Ein neues Online-Portal, was Kilometerstände von Gebrauchtwagen speichert, ist vor kurzem an den Start gegangen. Ein Bochumer Unternehmen hat dafür eine Datenbank ins Leben gerufen, wo Händler und Besitzer von Fahrzeugen freiwillig ihre Kilometerstände eintragen und abspeichern lassen können. Der Hintergrund der Erfassung von Kilometerständen soll sein, es Tachobetrügern nicht mehr so leicht zu machen, die Kilometerstände bei gebrauchten Autos zu manipulieren. Laut einer Schätzung des ADAC, ist jeder dritte Gebrauchtwagen mit falschem Kilometerstand verkauft worden. Der Volkswirtschaft entsteht auf diesem Weg jährlich ein Schaden im Milliarden-Bereich. Eine hundertprozentige Sicherheit ist aber auch die Datenbank nicht, viel mehr müssten die Hersteller reagieren und fälschungssichere Tachos in ihren Fahrzeugen verbauen.

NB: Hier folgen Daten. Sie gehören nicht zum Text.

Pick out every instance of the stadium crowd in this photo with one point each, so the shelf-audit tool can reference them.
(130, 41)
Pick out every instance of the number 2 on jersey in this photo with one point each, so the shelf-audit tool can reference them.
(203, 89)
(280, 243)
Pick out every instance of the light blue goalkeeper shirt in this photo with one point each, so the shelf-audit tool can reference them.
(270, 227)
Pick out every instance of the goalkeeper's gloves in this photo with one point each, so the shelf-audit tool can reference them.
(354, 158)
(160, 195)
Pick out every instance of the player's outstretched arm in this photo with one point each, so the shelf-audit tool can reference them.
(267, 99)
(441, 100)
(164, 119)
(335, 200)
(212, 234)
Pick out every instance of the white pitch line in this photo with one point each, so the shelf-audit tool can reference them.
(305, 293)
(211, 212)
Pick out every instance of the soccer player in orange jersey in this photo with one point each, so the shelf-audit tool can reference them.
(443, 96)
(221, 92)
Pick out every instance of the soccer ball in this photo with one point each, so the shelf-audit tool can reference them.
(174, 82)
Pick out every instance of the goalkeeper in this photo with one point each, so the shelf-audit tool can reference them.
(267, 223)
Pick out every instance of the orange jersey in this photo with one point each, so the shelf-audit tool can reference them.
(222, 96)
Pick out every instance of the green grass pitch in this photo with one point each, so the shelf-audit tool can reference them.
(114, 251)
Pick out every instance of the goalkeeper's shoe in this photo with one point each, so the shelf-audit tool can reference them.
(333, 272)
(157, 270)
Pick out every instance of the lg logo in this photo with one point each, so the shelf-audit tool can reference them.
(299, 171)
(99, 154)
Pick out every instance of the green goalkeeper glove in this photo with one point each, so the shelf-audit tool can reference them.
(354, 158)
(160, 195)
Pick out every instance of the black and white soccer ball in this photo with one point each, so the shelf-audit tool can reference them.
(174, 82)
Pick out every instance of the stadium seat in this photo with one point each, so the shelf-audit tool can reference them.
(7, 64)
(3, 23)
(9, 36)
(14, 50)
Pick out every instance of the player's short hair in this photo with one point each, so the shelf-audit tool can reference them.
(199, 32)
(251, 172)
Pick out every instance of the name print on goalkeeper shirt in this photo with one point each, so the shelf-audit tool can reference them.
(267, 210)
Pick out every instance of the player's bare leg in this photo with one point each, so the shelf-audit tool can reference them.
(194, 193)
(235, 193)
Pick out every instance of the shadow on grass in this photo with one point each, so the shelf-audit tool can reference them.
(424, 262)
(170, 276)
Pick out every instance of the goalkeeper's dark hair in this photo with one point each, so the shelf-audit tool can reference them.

Aber auch hier gibt es ein Problem, denn oft dauert es nicht lange, bis auch ein sicherer Tacho geknackt ist und manipuliert werden kann. Die Szene der Tachobetrüger ist nämlich technisch gut ausgerüstet und organisiert. Einen Kilometerstand zu manipulieren ist oft nur eine Sache von ein paar Minuten und kostet auch nicht die Welt. Die Politik hat dagegen eine ganz andere Idee und schlägt die Einführung einer Fahrzeughistorie vor, wie sie schon seit Jahren in Belgien zum Einsatz kommt. Dort sind seit 2005 die Tachomanipulationen um 90 Prozent zurückgegangen.